Wednesday, December 02, 2020

amasijo de monsergas

 


Todo cuanto Margot posee cabe en la cajuela de su vieja camioneta Mazda. El resto, que es poquísimo,  quedará en el departamento a disposición de quienes lo vengan a inspeccionar cuando finalmente la declaren desparecida. Los pocos muebles – cama, refrigerador, estufa y sofá-  pertenecen a su rentera. El resto es ropa en desuso, discos compactos,   parafernalia académica y periódicos viejos. Al final del camino, piensa Margot, la operación desprendimiento ha rendido frutos. En los últimos dos años se dio a la tarea de quitarse de encima un lastre de pertenencias, un amasijo de monsergas diversas a las que se aferraba con enfermizo apego. Chamarras y botas de cuero cubiertas de hongos,  grabadoras y casetes en donde almacenaba intrascendentes entrevistas de sus años novatos,  cámaras de rollo,  celulares prehistóricos, más de dos millares de libros y una apolillada hemeroteca que le ocupaba medio closet. Ahí estaban, haciendo bulto, ediciones de The Oregonian de 1993, con sus primeras notas firmadas refundidas en las páginas interiores. Sus primeras entrevistas de plana completa y su primera portada, con la cobertura de unos devastadores incendios forestales en la primavera de 1995. Cada cierto tiempo, sobre todo en sus solitarias borracheras,  se entregaba a la lectura de su acervo con una mezcla de nostalgia y rabia.

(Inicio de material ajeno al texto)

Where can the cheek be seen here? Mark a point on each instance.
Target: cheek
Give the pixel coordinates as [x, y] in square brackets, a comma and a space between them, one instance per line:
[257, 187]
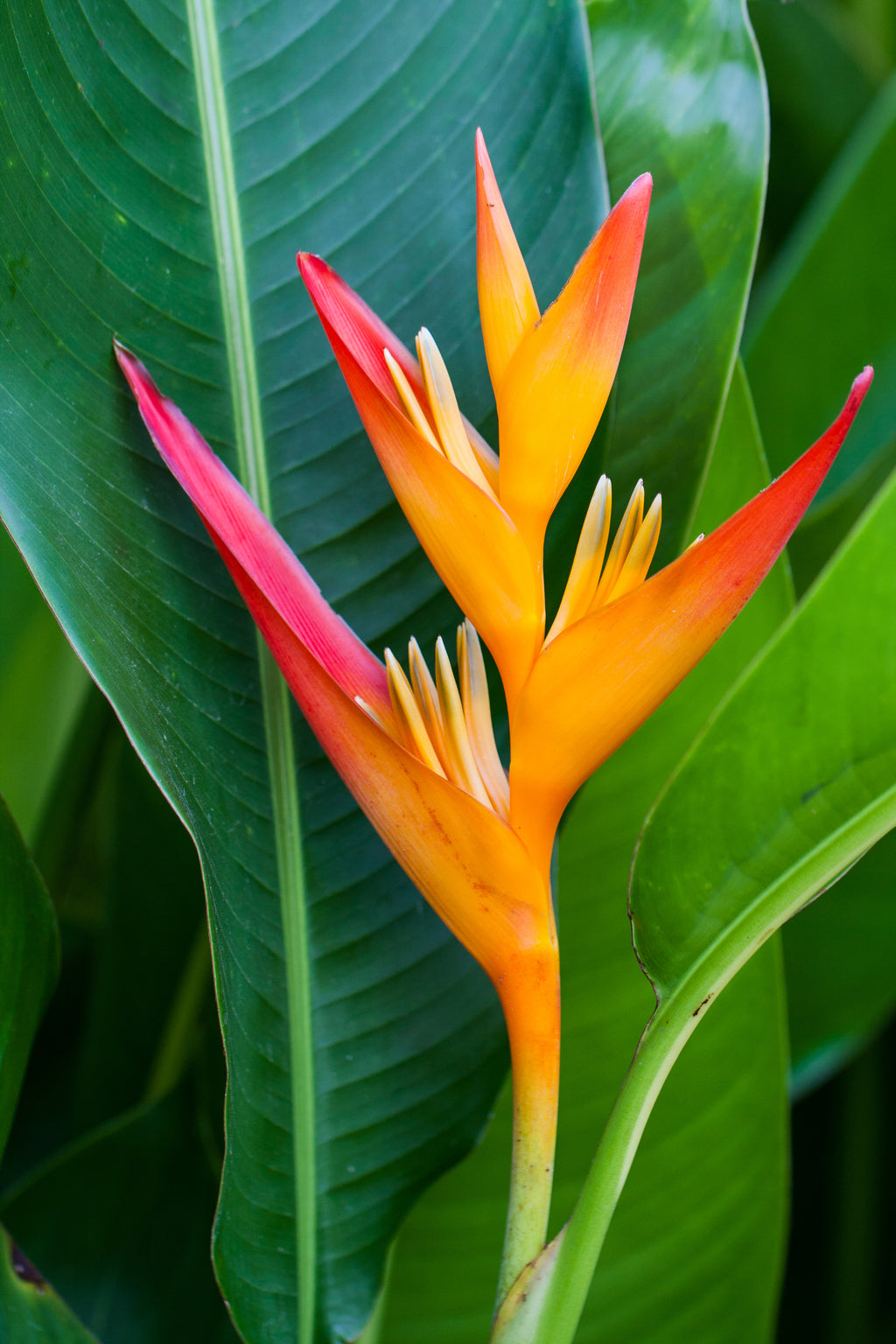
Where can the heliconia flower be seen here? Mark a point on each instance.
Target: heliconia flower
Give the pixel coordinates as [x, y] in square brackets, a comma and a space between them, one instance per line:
[626, 648]
[482, 526]
[416, 749]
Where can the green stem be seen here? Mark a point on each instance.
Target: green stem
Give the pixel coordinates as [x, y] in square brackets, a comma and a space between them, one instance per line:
[664, 1040]
[531, 1002]
[278, 732]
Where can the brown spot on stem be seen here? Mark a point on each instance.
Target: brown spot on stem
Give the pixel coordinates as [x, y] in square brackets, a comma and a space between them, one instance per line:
[23, 1269]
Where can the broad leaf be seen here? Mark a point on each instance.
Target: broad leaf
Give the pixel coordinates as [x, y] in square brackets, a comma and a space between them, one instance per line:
[160, 171]
[826, 308]
[823, 70]
[29, 962]
[840, 958]
[808, 737]
[120, 1222]
[682, 94]
[720, 1121]
[42, 691]
[30, 1309]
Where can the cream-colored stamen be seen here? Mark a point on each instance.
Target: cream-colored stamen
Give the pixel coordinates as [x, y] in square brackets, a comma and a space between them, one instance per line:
[462, 767]
[589, 558]
[409, 401]
[409, 715]
[642, 550]
[477, 711]
[427, 701]
[446, 413]
[632, 521]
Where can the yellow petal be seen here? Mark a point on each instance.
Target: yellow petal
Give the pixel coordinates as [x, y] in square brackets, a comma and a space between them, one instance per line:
[556, 385]
[589, 558]
[508, 308]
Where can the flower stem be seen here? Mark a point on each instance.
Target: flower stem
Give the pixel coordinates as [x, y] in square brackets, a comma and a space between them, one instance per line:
[531, 1000]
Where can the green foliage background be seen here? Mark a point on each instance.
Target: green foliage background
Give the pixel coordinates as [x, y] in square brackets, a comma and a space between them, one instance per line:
[348, 130]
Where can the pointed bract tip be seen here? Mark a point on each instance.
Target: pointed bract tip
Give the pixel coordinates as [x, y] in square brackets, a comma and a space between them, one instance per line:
[863, 382]
[639, 192]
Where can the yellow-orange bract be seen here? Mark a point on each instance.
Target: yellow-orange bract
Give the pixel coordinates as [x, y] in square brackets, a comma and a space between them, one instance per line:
[418, 752]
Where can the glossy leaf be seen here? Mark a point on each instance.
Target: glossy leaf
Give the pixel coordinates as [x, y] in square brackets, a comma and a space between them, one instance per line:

Le encabronaba comprobar una vez más cuántos años de su vida se habían consumido en la intrascendencia, empujando la piedra de Sísifo del diarismo. Cientos de notas y artículos que cobraron una altísima factura en insomnios,  malpasadas y migrañas, estaban ahí, haciendo bulto entre las polillas. Nombres de funcionarios y lidercillos intrascendentes, seguimientos de noticias y escándalos que ya nadie recordaba, el obsoleto espíritu de una época en donde un pedazo de papel con tinta aún marcaba la pauta de las mañanas. Le daba rabia pero al final era más fuerte la saudade. Después de todo, inmersa en esa eterna malpasada había conocido algo parecido a esa cosa que llaman felicidad o emoción, aunque eso lo supo muchos años después, cuando yacía mortalmente aburrida en sopor del mundo académico.

Le pudo más desprenderse de los periódicos viejos que de los libros. Ambos los fue donando en tandas a la biblioteca pública, jurándose que regresaría cada cierto tiempo a revisarlos. Al final se quedó con unos 50 libros y unos diez recortes de periódicos que ahora yacen empacados en la cajuela de la vieja camioneta. La divina sensación de ligereza. Unos cuantos libros, unas cuantas prendas, una sola cámara, su Lap Top y el teléfono. Todo se va con ella y con ella se perderá en la ignota vastedad austral de la península.